Files
nano-vllm/DEBUG_SUMMARY.md
2026-01-04 19:37:03 +08:00

3.8 KiB

Chunked Prefill Bug Debug Summary

Problem

test_needle.py --enable-offload --input-len 8192 fails with garbage output.

The model generates completely wrong tokens instead of the expected "7492".

Investigation Progress

1. Stream Synchronization Fix (Completed)

  • Replaced Triton store_kvcache kernel with pure PyTorch operations
  • Moved store_kvcache to compute_stream in chunked prefill mode
  • Added sync: compute_stream.wait_event(offload_done) after per-layer offload
  • Added sync: default_stream.wait_stream(compute_stream) before return

2. KV Cache Alignment Verification (Completed)

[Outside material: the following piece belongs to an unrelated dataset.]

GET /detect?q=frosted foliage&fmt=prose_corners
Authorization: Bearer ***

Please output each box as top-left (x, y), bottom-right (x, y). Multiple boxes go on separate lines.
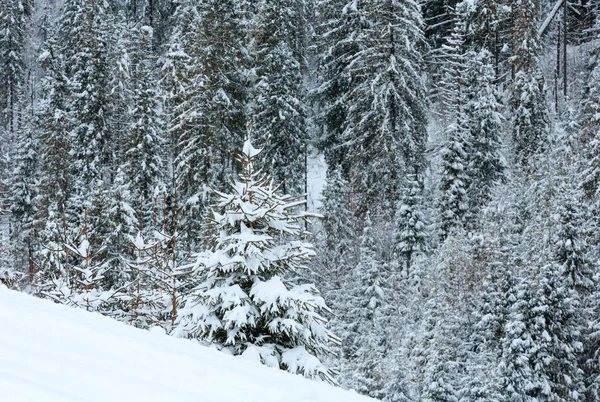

Created alignment tests to compare K/V tensors between torch reference and nanovllm:

RoPE Alignment:

  • RoPE implementations match perfectly (max_diff=0.002, cosine ~1.0)
  • Confirmed RoPE is NOT the cause of the bug

K/V Cache Alignment (Chunk 0):

  • Cosine similarity: ~1.0 for all layers
  • Max diff: 2-7 (grows linearly with position, characteristic of FP16 precision)
  • Mean diff: < 0.001
  • Conclusion: K/V cache offload is working correctly

3. Layer Output Divergence Analysis (Completed)

Created per-chunk layer output comparison:

Chunk 0 (tokens 0-4096):

  • All layers pass with excellent cosine similarity (0.999+)
  • Max diff grows in later layers but within acceptable range

Chunk 1 (tokens 4096-8192):

  • Layers 0-19: OK (cosine ~1.0)
  • Layers 20-27: Diverge (cosine 0.83-0.96, max_diff up to 114)
  • Divergence correlates with later transformer layers

4. Critical Discovery: Single-Chunk Offload Also Fails

Key finding: Even with input_len=2048 (single chunk, no chunked attention), the model produces garbage output with CPU offload enabled.

# Without offload: PASSES
python tests/test_needle.py --input-len 2048
# Output: "7492" (correct)

# With offload: FAILS
python tests/test_needle.py --enable-offload --input-len 2048
# Output: "The Ble White Th G Lopsiswin..." (garbage)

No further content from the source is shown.